一方、取引金額は7億500万円で、こちらは12月としては2012年以降の10年間では、2015年(12億3000万円)を下回る過去最低となった。10億円を超える案件がなく、13件中10件が金額非公表や未確定だったため、金額が伸びなかった。
金額トップはみらいワークスの3億7000万円
取引金額のトップは、みらいワークスが人材分野のリード(見込客)獲得を支援するプラットフォーム「FIND CAREERS」を運営するAnd Technologies(東京都港区)の全株式を取得し子会社化することを決めた案件で、取得価格は3億7000万円。主力事業のビジネスマッチングサービスにおける新規登録者の獲得拡大を見込む。
金額の2番目は、エムティーアイがAI(人工知能)関連サービスのAI Infinity(東京都港区)の持ち株比率を17.55%から51.56%に引き上げ、子会社化することを決めた案件で、取得価格は2億円。AI事業の強化が狙いだ。

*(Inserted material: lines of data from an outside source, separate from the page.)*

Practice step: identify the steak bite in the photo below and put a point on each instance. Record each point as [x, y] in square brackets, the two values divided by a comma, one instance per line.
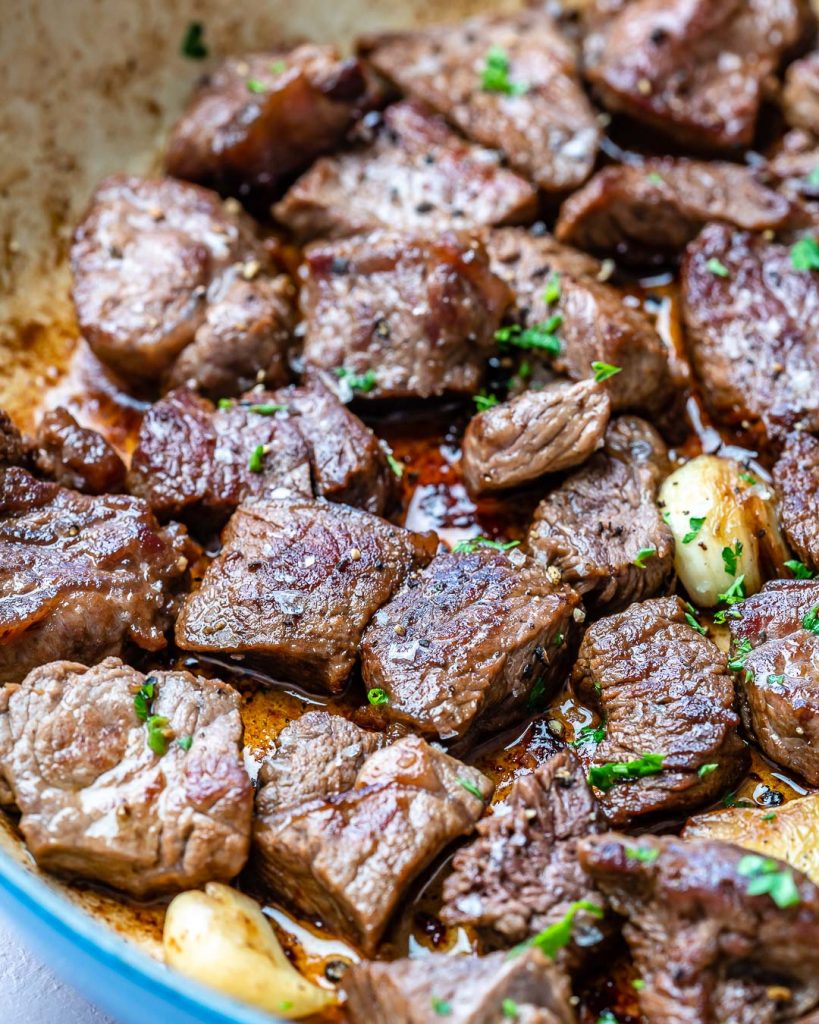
[489, 989]
[296, 584]
[81, 577]
[534, 433]
[796, 478]
[401, 316]
[407, 172]
[601, 528]
[344, 821]
[130, 780]
[466, 646]
[196, 462]
[752, 331]
[717, 934]
[694, 70]
[665, 700]
[76, 457]
[159, 264]
[553, 283]
[801, 93]
[633, 211]
[509, 82]
[521, 875]
[260, 118]
[776, 654]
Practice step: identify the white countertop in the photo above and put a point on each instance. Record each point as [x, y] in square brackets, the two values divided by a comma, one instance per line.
[30, 993]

金額の3番目は、アピリッツがWebシステムやスマートフォンアプリを開発するムービングクルー(東京都千代田区)の全株式を取得し子会社化することを決めた案件で、取得価格は1億3500万円。ムービングクルーが得意とするエンターテインメント領域の開発ノウハウやデジタル人材を迎え入れ、デジタル事業の拡大につなげる。